Growing Apart and the Friends That Truly Matter

You get told a lot at certain points in your life that you'll lose the friends you currently have and make more in the future. I remember graduating middle school and being told I'd make my true "life long" friends in high school. Then, upon graduating high school, I got told the same thing about college. I haven't graduated college yet, but I'm already hearing things along the lines of "you'll find life long friends after college."

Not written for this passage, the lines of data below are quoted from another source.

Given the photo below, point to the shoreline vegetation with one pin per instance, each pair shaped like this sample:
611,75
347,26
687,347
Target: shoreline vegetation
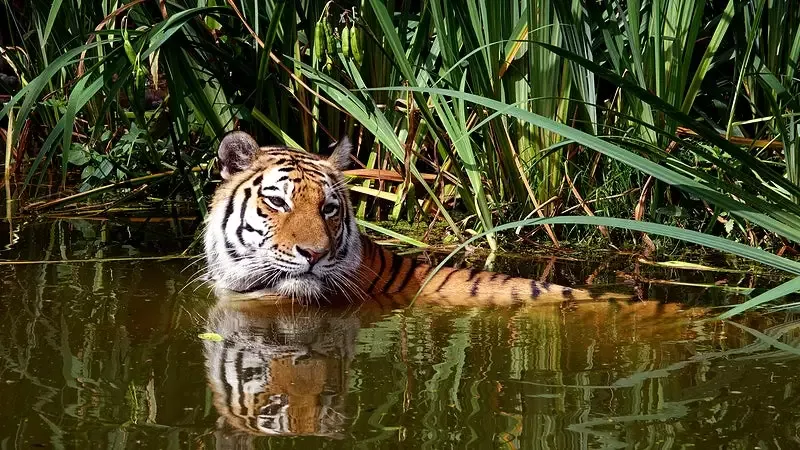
635,124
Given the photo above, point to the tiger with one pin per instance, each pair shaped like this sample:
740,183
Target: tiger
281,223
279,372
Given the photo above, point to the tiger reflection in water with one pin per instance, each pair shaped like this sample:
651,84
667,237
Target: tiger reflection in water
278,371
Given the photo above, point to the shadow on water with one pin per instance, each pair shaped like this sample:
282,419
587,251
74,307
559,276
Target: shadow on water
107,355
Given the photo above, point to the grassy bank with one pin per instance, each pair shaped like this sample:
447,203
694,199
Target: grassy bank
464,113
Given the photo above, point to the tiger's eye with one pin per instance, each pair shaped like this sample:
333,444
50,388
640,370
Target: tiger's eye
277,202
330,208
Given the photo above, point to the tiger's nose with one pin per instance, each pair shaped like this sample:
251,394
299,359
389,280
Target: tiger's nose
312,254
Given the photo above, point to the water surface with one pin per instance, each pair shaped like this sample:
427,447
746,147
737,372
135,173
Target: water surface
106,354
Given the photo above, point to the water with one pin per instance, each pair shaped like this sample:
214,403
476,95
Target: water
107,355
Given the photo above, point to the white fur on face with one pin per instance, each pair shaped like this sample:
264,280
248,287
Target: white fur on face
241,253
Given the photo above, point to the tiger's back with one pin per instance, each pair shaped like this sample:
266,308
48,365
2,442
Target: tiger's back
282,222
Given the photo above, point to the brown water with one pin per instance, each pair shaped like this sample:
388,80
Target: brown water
107,355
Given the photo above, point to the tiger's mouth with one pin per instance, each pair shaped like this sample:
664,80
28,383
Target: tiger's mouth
304,287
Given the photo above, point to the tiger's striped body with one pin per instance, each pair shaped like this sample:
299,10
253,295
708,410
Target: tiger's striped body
282,223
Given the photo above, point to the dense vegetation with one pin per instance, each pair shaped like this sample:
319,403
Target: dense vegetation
471,114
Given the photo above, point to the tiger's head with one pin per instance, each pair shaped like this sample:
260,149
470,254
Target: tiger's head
281,221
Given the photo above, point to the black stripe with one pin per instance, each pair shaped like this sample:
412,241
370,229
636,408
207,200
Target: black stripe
446,279
226,346
380,267
407,278
472,273
228,213
535,291
240,384
397,264
240,228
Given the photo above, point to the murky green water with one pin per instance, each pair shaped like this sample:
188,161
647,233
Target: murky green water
107,355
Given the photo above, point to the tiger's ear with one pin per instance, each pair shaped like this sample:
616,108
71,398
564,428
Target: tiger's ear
340,158
236,152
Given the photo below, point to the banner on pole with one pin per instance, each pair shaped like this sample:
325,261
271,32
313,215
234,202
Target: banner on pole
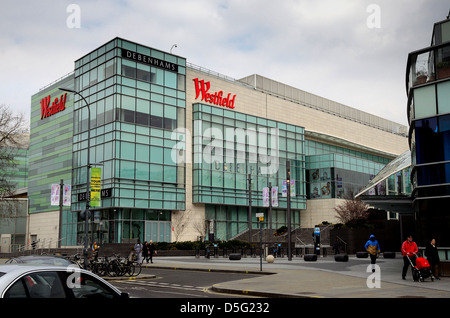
54,196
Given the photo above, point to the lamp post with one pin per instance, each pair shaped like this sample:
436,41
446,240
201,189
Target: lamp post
86,212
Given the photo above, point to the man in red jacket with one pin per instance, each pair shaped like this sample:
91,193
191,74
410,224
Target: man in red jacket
409,249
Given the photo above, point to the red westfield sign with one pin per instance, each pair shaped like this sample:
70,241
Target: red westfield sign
216,98
57,105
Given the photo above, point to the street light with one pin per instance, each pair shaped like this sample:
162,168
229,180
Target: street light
86,212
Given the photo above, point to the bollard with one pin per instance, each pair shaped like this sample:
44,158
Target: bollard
341,258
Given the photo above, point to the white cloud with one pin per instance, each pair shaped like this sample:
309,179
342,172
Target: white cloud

I think the biggest thing I've taken from this is that everyone's friendships are different. There are people out there that maintain friendships from the time they're born, which is extremely impressive. I'm still friends with my kindergarten best friend, even if we talk sporadically, we do still talk. I'm also still friends with my first grade best friend, and we talk much more frequently. And I talk to most of the people I talked to in high school still. Our lives are different, we're living in different places, but I care a lot about those people. I still want to know what they're up to, and I just don't have it in me to let those friendships fade without putting in all the effort I can to maintain them. (Of course, it's a two way street, so they have to help me with that. And I'm very lucky to have friends that do.)

None of that is to say I haven't lost friends. Believe me, I have. There are people I was extremely close to as a kid who I don't talk to much anymore. I just found out one of those former friends is getting married soon, actually, and I was clueless to it. So I have the former friends whose lives I no longer know nothing about.

A couple of them just drifted away, but for the most part, I aided that pulling away because I came to the realization that I couldn't have them in my life for various reasons, ones I won't rehash here. When it comes to my friendships that are very valuable though, the friends who have legitimately been there for me through a lot, I can't move on past that friendship, not unless they give me a reason to.

These people have meant far too much to me for me to just let us grow apart, and I think that's why the idea of it has always terrified me. I've lived in perpetual fear of it happening. But I've got to realize that if such a thing happens it's for a reason. First of all, the fact that I'm working against it already diminishes the chances. If I'm doing everything I can to maintain a friendship yet we grow apart anyway, that's probably a huge sign that that friend didn't care about me as much as I did them, and in that case, it's probably best that we are no longer friends.

But with the friends who truly matter, we'll always maintain some form of friendship, even if it morphs and changes as we do. I can go a year without seeing my older friends in person, but when I do manage to see them, it's always abundantly clear why they've stuck around so long in my life. Because each friend contains another point of my life, and even if we're changing, what they did for me at that point in my life is extremely valuable. And each of them continue to be important in my life in various ways. They're still supporting me even if it's from a distance. I know each of them care, and each of them have proven again and again that they will legitimately be there for me when I need them. No matter how much older we get, that never seems to change with these friends, and for that, I am extremely thankful.